You are considering moving to Smartsource Data Collector (SDC) logs and currently use a web log format such as IIS or Apache. To prepare for this move, you need to know how much disk space will be required.

The minimum requirements for the SDC state that you should expect about 200 MB for every 1 million page views collected:


There are many things that can impact the size of the log files for web logs. This can include the number of fields enabled, the amount of data in each field, and how much traffic is being recorded. SDC logs have a consistent formatting with the possible addition of some fields such as the Authenticated Username field. As a result, it’s difficult to make an even comparison of the two.

To test the differences, two log files with 50 hits were generated. The first was an IIS-formatted web log with the typical fields enabled and populated. This particular log did not have “cookies” or “authenticated user names” in the hits as many customers do not have these configured. The SDC log contained the typical fields including a populated cookie field and a query string with the many possible SDC parameters in it.

The IIS logs in this test averaged 12 KB.

The SDC logs in this test averaged 64 KB.

This worked out to the IIS web logs containing roughly 20% the amount of raw data as the SDC logs. While at first glance this seems like a reasonable assessment, we must take into account the type of data in the logs.

Probably the largest thing to account for would be images. The web logs would likely have a large amount of hits, one for each picture on your page. In the SDC logs however, you would likely see a single hit for each page load. If we assume there are 10 images for each web page (not an unreasonable number for all the buttons and graphics), then we could effectively say that the SDC logs would possibly contain 10 percent of the hits compared to a web log.
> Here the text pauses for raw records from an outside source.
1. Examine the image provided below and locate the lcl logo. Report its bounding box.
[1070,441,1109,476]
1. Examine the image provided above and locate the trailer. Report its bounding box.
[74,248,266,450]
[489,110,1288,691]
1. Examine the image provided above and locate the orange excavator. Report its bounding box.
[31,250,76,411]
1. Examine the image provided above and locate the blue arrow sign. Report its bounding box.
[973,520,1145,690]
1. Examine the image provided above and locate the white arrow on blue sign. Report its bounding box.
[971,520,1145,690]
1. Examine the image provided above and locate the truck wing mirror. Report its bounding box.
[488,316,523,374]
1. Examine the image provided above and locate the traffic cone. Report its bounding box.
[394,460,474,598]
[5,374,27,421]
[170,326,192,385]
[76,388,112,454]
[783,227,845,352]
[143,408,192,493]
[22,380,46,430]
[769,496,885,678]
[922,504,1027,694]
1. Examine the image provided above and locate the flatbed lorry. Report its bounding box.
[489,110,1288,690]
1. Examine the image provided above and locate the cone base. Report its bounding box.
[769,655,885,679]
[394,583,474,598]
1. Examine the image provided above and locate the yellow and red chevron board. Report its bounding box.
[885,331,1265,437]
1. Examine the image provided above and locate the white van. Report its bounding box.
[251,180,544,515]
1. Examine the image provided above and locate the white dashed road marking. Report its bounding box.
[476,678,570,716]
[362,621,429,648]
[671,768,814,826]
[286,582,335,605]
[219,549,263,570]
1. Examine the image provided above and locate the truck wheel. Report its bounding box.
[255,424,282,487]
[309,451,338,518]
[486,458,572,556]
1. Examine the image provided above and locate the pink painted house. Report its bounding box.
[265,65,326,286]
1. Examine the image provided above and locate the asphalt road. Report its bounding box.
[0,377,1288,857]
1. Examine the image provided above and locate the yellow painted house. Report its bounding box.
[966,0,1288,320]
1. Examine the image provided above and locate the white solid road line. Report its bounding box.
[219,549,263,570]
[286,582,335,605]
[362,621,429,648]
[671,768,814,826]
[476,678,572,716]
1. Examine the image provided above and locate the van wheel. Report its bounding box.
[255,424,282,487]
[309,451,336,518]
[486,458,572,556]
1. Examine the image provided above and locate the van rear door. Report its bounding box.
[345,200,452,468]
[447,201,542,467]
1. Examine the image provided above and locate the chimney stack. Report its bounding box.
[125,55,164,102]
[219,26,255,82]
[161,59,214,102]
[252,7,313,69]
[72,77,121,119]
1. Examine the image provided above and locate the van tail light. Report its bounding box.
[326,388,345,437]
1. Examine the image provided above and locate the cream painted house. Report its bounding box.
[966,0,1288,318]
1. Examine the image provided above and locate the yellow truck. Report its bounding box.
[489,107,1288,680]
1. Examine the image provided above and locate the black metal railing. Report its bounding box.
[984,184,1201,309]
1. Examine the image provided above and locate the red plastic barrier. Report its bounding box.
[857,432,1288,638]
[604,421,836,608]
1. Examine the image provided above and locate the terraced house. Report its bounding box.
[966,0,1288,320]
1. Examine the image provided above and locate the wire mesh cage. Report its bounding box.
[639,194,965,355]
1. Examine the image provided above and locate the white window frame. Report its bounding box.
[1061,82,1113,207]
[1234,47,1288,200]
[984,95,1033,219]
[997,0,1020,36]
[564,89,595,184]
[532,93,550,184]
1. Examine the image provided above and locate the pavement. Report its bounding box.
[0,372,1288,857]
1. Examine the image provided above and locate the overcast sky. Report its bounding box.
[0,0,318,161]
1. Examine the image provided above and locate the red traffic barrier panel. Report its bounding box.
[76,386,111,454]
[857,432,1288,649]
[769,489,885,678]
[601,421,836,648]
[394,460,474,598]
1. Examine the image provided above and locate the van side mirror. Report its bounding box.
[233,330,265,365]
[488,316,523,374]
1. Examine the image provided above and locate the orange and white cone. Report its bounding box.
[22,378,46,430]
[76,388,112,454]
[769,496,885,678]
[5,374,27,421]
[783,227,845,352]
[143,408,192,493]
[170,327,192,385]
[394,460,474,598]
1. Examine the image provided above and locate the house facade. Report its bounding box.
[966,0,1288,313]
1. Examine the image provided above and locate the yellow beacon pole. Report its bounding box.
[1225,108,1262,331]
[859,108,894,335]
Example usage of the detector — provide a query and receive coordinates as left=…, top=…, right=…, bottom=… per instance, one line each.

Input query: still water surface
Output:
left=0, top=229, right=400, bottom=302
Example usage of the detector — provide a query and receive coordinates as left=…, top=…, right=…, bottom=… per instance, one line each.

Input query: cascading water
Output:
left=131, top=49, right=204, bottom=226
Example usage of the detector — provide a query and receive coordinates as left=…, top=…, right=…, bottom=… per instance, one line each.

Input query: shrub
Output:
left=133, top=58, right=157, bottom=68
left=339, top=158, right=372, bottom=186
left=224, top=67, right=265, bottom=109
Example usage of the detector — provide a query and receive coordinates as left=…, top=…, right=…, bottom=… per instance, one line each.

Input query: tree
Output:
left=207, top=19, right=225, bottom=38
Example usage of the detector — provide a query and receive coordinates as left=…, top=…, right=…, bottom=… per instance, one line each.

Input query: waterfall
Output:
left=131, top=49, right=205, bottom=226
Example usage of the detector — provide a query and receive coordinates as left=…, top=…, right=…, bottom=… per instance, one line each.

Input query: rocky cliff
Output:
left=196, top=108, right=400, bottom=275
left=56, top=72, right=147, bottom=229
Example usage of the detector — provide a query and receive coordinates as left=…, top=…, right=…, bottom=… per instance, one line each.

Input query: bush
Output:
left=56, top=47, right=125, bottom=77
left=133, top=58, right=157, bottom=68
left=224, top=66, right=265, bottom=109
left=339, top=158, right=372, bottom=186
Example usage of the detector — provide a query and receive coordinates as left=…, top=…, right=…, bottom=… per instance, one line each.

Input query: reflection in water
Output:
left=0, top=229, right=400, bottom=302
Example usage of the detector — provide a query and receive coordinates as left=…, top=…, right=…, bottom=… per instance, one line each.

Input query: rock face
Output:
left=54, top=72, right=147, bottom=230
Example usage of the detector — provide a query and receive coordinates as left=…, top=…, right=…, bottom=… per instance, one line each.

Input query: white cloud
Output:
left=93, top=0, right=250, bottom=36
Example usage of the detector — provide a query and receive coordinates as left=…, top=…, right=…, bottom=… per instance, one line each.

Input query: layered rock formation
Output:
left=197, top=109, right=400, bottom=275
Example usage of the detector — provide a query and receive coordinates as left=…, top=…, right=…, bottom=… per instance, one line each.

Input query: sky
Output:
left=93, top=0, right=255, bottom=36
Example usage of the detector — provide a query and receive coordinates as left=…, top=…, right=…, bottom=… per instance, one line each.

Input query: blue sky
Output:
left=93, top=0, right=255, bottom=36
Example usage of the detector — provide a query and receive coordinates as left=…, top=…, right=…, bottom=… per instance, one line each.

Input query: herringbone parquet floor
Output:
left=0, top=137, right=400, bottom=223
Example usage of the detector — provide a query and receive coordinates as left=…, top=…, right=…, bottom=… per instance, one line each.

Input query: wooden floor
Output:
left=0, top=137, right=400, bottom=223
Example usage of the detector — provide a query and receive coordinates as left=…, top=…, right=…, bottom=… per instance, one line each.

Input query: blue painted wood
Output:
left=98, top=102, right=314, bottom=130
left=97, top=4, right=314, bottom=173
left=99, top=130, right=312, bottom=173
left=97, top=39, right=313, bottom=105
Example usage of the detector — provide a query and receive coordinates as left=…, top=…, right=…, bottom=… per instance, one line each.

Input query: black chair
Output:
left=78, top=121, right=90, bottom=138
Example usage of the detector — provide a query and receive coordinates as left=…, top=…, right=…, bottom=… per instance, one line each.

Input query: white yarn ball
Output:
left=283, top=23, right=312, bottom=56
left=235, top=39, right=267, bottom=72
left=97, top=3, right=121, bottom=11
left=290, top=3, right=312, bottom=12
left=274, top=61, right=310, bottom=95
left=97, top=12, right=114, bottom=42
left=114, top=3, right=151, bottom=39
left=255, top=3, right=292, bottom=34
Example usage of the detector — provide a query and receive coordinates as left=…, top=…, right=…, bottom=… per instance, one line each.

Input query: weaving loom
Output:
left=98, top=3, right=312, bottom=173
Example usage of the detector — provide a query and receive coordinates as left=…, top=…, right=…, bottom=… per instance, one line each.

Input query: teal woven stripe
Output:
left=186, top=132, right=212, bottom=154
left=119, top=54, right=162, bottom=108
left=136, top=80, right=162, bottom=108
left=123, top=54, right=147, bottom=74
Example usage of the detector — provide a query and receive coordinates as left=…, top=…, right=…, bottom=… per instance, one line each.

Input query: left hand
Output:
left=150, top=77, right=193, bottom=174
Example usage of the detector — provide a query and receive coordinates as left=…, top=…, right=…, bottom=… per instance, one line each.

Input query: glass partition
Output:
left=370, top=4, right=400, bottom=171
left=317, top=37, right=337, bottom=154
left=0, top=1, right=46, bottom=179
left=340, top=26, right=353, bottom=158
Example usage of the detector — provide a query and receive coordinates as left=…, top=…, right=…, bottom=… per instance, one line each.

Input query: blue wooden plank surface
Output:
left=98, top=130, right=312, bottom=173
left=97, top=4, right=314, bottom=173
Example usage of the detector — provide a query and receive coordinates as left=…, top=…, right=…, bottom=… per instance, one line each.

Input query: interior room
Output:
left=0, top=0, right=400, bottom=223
This brings the size of a SDC log to about 7 KB for the same traffic as the IIS weblog compared with to the 12 KB file.

Next would be spider and robot traffic. One of the advantages of SDC logs is that spiders do not typically run javascript. Due to this, your SDC logs may contain much fewer hits. This can vary between 10-30% depending on how much spider traffic you receive at your site. We could assume an increase in size of the weblog near 20% based on this information bringing the size to about 15 KB compared to the SDC’s 7 KB.

As you can see, though the SDC has more information per hit when compared to an IIS log, it’s quite possible for the log to be significantly smaller in size. Keeping these things and the minimum requirements in mind, you can hopefully consider how large your weblogs are and make an approximation of the required disk space for the SDC logs for your site.